Data from the Kaiser Permanente Research Program on Genes, Environment and Health were gathered for analysis. ALLO1 is made up of subjects gathered as a part of the GERA Cohort, while ALLO2 is made up of subjects whose DNA was genotyped as a part of this project and not the GERA cohort. Subjects with both treated and baseline SUA readings were included in the final study population. Baseline readings were considered any SUA reading within 1.5 years before allopurinol initiation and treated readings were considered any reading after 4 days of allopurinol initiation but no more than 7 days after termination. Treatment periods were defined as the length of time a subject remained adherent to allopurinol, as determined by medication refills. If multiple baseline SUA readings existed, the closest to allopurinol initiation was chosen. If multiple treated readings or treatment periods met inclusion criteria, the first was chosen. The study population consisted of 3,517 subjects, 2,820 of which were non-Hispanic whites. The average age of the cohort was approximately 67 years old at the time of sample collection for genotyping.

BioVU.

Data from BioVU (Vanderbilt University Medical Center Biorepository¹²) meeting inclusion criteria were gathered for analysis as a part of the Pharmacogenomics Research Network (PGRN) PGPop (PharmacoGenomic discovery and replication in very large patient POPulations) collaboration.
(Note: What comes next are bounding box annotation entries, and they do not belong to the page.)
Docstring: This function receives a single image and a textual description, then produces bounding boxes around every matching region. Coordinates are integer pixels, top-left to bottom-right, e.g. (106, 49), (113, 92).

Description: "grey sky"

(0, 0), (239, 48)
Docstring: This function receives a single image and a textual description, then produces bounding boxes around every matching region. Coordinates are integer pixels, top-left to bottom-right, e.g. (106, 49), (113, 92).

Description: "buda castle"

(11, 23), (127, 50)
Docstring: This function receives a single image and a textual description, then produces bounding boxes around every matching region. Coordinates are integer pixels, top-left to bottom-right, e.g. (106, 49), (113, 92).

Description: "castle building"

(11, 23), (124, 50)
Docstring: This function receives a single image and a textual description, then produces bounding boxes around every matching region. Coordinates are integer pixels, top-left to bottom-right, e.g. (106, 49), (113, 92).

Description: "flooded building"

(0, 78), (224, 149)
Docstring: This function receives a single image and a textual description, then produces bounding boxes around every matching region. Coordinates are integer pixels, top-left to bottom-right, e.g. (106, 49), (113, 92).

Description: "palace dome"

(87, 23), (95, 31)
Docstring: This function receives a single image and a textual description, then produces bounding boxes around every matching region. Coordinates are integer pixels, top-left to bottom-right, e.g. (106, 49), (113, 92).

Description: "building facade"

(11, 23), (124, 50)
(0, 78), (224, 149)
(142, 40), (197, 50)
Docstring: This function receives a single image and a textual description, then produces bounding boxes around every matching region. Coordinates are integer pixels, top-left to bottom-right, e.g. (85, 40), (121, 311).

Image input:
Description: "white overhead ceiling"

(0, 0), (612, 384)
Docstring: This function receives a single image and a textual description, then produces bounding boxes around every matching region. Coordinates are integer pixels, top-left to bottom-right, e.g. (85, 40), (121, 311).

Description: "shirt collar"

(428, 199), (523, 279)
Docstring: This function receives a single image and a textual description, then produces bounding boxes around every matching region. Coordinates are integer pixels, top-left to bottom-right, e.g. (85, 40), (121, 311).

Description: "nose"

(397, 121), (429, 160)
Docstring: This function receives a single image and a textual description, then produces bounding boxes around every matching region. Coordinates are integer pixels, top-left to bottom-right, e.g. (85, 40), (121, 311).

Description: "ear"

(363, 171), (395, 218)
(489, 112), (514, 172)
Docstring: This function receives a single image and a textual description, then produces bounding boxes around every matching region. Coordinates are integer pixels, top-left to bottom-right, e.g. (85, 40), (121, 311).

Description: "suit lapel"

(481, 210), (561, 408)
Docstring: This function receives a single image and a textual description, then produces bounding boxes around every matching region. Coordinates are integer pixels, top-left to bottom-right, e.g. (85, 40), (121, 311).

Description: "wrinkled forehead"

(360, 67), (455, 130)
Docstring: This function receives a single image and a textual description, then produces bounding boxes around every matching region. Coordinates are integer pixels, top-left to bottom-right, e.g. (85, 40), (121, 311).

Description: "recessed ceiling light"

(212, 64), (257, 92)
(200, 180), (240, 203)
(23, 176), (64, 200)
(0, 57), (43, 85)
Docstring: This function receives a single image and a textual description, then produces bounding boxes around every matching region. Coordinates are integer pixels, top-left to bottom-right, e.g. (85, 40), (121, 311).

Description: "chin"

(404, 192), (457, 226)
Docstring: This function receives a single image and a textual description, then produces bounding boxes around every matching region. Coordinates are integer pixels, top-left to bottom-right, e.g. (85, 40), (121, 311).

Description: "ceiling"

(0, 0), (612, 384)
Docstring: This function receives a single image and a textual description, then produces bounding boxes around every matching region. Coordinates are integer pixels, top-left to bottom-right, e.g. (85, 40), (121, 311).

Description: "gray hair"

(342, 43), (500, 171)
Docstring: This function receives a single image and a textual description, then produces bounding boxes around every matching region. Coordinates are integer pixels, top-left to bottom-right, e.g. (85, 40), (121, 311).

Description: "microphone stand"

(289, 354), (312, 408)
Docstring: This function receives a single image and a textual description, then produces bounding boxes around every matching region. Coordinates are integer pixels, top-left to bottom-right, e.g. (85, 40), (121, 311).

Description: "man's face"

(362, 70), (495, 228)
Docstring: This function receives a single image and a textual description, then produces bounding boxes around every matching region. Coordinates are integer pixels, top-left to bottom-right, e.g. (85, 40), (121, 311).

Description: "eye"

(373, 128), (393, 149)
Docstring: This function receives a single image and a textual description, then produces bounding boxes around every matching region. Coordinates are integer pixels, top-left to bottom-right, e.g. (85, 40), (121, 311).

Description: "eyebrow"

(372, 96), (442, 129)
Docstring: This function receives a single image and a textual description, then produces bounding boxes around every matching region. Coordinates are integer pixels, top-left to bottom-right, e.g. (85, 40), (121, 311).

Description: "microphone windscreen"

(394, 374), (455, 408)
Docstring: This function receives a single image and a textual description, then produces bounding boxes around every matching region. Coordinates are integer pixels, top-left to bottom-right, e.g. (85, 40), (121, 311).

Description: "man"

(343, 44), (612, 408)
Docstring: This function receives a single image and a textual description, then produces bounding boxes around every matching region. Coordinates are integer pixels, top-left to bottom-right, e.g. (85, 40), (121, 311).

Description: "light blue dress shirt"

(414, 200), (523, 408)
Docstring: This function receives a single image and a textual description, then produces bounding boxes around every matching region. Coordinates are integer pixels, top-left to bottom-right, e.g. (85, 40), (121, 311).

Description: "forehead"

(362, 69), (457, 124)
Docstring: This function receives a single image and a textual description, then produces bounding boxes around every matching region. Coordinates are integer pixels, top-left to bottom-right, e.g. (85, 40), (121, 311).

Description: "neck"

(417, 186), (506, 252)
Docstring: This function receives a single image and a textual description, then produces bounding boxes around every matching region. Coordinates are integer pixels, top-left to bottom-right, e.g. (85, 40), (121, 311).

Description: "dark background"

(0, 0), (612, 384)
Inclusion criteria were identical to those of ALLO1, except that if multiple treated readings existed, the median was taken. Information from 601 subjects was gathered for analysis, 481 of which were non-Hispanic whites. The average age of the cohort was approximately 53 years old at the time of baseline SUA reading.

MARSH.

Data from Marshfield Personalized Medicine Research Project¹³ meeting inclusion criteria were gathered for analysis as a part of the PGRN PGPop collaboration. Inclusion criteria were identical to those of ALLO1. Information from 328 subjects was gathered for analysis, 312 of which were non-Hispanic whites. The average age of the cohort was approximately 67 years old at the time of baseline SUA reading.

Genotyping and imputation

Detailed methods on the genotyping and imputation of ALLO1 can be found in Kvale et al.³¹ Briefly, subjects were genotyped on ethnic-specific Affymetrix Axiom World Arrays. For subjects in ALLO2, DNA extracted from saliva or blood was sent to RIKEN Institute for genotyping on the Illumuna Infinium OmniExpressExome chip according to standard protocol. Samples with a call rate < 0.98 were excluded. After reclustering without these samples, SNPs with a call rate < 0.99 were excluded from analysis. Four parameters were examined to determine and exclude ambiguous calls: cluster separation score, mean fluorescence difference, mean fluorescence angle, and frequency of excess heterozygotes. Post–Quality Control genotyped data for ALLO1 and ALLO2 were imputed using the 1000 Genomes Project³² as a cosmopolitan reference panel. As a quality control, we used the r² info metric, which estimates the correlation of the true genotype to the imputed genotype, and set a cutoff of r² > 0.3 for inclusion in our analyses. Subjects from BioVU and MARSH were genotyped at top loci in ABCG2 using Sequenom MassARRAY genotyping platform according to protocol. A call rate of 90% was used as a quality control cutoff for both SNPs and subjects. No SNPs showed evidence of HapMap Mendelian Errors and Concordance with HapMap samples was 100%. Samples from a subset of subjects from BioVU were also used to replicate the association with SNPs in GREM2. These samples were genotyped as a part of the BioVU program, described in more detail in Roden et al.¹² Briefly, samples were genotyped across four Illumina platforms (MEGeX, OMNI-Quad, OMNI5M, 660w). Post–Quality Control genotype data were imputed using the HRCv1.133 reference panel, and any SNP with info metric r2 < 0.5 was excluded from analysis. Of the BioVU cohort, 355 subjects had been genotyped as a part of this effort, and data for rs1934341 were gathered for replication analysis.

Genetic ancestry

Detailed methods on the computation of principal components for ALLO1 can be found in Banda et al.34 Plink v1.90³⁵ was used to compute principal components for ALLO2. Subjects were split by ethnicity and due to small sample size, each ethnic group was combined with appropriate ancestral ethnicities from the Human Genome Diversity Project36 to calculate principal components. These were used in GWAS to adjust for genetic ancestry.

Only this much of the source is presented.